BTW - I want to clarify something - I have had the argument multiple times on this forum with people that there is no 'disadvantage' to removing CI, velvet, etc from our systems (i.e. QT/treatment). Just like Bill Gates is trying to eradicate malaria (with nets), or smallpox or measles, etc. There is no advantage (to humans) that these diseases are present. There is no advantage (Sorry @Paul B, @Lasse, @atoll) there is no advantage to these parasites being in our aquaria. )

The problem I have - and I think the reason there is such a debate - is that rather than following 'standard' protocols - people decide - I'll fiddle with the method. I'll try more - or less copper than recommended or not test properly, etc etc. (there are multiple videos on youtube for example on 'how to QT a saltwater tank'). Here on R2R I have read QT methods from @Reefahholic @HotRocks and others that all differ from each other - and at least the first 2 are members of the ReefSquad. Not to mention that neither method matches what the 'standards are' (i.e used by public aquaria (many of which also use different methods)). So - what is the average aquarist to do? According to polls here (if I remember correctly - less than 50 percent QT (that may be incorrect - it might be slightly more than 50%). Im going to start a poll - about QT practices thats a bit different - it will be posted soon...

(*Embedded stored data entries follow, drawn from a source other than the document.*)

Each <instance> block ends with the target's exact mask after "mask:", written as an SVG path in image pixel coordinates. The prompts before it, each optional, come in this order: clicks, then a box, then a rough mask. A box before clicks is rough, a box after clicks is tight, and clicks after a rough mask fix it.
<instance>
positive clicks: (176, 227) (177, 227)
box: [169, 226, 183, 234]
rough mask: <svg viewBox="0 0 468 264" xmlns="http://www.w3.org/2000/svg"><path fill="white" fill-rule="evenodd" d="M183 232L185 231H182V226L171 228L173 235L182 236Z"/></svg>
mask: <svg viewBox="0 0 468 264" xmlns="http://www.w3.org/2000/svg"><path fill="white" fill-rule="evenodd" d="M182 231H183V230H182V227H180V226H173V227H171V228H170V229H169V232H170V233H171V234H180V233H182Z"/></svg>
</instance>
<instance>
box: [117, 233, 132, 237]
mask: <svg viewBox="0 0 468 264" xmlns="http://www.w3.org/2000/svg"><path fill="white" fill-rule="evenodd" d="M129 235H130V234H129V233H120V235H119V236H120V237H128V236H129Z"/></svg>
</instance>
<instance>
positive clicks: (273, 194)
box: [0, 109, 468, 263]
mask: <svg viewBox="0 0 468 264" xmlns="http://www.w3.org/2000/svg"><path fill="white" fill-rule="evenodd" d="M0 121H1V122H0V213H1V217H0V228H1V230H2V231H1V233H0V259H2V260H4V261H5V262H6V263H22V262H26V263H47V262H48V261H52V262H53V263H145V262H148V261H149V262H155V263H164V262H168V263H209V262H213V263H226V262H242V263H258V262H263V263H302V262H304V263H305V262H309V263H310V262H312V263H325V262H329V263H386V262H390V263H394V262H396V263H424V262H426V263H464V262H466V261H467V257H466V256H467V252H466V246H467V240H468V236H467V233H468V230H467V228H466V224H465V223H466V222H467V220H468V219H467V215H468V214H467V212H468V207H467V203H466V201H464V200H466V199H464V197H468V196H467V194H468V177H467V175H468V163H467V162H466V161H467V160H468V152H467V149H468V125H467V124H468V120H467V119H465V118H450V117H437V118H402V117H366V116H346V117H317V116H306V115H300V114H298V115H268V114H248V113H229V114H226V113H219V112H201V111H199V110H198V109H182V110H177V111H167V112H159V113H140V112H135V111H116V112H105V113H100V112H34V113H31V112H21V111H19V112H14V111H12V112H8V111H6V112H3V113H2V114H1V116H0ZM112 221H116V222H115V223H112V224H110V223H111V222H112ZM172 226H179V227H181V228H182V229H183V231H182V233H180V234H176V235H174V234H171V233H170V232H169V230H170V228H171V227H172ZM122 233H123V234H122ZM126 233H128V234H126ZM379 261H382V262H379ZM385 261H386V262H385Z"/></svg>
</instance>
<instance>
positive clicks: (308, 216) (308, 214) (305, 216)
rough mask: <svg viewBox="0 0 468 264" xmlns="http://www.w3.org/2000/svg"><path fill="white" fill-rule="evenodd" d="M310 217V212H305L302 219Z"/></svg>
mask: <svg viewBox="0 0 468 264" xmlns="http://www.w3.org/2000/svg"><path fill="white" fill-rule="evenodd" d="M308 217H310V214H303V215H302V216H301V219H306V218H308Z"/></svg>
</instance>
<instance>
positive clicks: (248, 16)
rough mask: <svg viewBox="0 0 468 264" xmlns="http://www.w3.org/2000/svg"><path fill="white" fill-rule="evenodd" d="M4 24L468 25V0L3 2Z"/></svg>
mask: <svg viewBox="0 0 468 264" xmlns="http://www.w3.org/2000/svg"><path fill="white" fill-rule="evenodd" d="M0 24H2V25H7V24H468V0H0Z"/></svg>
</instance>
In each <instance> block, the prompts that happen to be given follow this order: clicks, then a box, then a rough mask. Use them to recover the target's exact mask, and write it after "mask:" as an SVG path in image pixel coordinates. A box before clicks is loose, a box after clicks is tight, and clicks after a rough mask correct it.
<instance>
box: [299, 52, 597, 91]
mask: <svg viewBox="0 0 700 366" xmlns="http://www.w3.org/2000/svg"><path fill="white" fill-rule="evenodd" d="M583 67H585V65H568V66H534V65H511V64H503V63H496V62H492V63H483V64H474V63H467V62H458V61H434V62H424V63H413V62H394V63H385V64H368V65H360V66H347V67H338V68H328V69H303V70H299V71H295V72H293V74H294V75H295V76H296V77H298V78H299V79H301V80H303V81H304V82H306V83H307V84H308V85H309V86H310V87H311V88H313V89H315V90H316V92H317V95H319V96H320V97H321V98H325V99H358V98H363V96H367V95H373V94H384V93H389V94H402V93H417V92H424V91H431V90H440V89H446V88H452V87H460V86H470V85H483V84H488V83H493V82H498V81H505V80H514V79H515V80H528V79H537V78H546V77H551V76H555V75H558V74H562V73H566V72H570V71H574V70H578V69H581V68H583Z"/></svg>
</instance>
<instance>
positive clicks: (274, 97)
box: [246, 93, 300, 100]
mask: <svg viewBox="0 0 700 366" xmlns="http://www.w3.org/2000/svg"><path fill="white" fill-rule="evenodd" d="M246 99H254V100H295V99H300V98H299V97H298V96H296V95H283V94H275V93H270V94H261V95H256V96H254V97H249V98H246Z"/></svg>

Firstly - for the average aquarist - (Just go look at the threads that discuss the use of the Hanna Low PO4 checker) its hard to do testing or anything science related consistently correct - This is not a slam against those people - its seriously difficult (even with a proper method).

Secondly - the average aquarist MAY not have hours /day to do the proper observation required for an 'observational QT' - or the resources for a second tank or third tank etc etc.

etc etc. Sorry for the long post - and it wasn't directed at you personally - but I think its somewhat realistic as to 'whats happening' vs 'what should be happening'.